The SDoT Diode is also the only software-based data diode in the world with 9.1 Gbit/s with a NATO, EU and German Secret accreditations. The bi-directional SDoT Security Gateway and Security Gateway Express also gained NATO, EU, and German Secret accreditations. UDP, TCP, SMTP/S, and HTTP/S can be used for transmission in each 1U 19” rack space appliance without additional proxies. The SDoT Labelling Service can be integrated into most applications to create tamper-proof NATO Stanag 4774/8 compliant XML security labels. This makes it easy to integrate the manual classification process in the workflow of whitelisted personnel. The security appliances are used in Navy vessels, weapon systems, data centers or containers around the world.
About the Author
Dr. Alexander Schellong, VP Global Business, INFODAS. As a member of the infodas management board, Alexander leads all international activities.

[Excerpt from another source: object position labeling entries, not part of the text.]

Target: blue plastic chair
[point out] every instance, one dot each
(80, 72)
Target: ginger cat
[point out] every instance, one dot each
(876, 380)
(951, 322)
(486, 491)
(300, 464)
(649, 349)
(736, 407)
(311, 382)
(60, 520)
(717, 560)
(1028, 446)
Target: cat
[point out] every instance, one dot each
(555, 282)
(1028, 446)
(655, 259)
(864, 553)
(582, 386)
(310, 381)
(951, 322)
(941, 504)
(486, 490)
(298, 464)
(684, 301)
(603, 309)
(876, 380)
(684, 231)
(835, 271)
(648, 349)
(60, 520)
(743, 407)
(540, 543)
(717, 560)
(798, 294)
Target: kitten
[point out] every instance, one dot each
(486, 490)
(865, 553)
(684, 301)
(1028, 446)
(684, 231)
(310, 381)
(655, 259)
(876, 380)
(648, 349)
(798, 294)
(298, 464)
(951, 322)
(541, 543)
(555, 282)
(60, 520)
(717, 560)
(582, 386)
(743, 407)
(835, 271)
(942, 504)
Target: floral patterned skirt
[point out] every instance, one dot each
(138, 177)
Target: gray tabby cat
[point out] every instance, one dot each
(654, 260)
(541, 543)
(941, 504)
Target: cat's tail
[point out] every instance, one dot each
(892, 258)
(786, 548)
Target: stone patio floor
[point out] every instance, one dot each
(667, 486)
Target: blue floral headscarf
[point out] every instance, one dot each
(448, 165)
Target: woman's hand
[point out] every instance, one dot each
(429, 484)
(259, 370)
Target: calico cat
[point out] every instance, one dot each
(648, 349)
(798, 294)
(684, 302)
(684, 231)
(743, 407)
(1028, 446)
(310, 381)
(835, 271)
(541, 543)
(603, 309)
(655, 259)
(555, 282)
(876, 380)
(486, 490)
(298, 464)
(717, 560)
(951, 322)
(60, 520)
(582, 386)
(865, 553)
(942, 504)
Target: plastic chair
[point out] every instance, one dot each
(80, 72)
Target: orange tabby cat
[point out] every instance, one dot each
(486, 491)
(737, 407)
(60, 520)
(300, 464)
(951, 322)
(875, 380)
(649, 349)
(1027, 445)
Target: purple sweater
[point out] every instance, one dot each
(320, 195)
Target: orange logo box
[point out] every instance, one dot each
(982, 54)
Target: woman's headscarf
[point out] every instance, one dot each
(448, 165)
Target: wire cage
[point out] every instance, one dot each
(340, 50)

He has extensive experience in strategic consulting, business development, general management, business unit leadership, and mission-critical international project and operations management in Europe, Middle East, Africa, and Asia for the U.S. government, the German government, and other commercial clients. His domain expertise covers among others eGovernment, Cybersecurity, Cloud, BPO or digital transformation. He has authored one book on CRM in the public sector and over 60 articles on a variety of topics at the intersection of technology, society, and organizations. He holds a Masters’s and PhD. He studied and taught at Goethe-University Frankfurt am Main, Harvard Kennedy School, The University of Tokyo and Stanford University.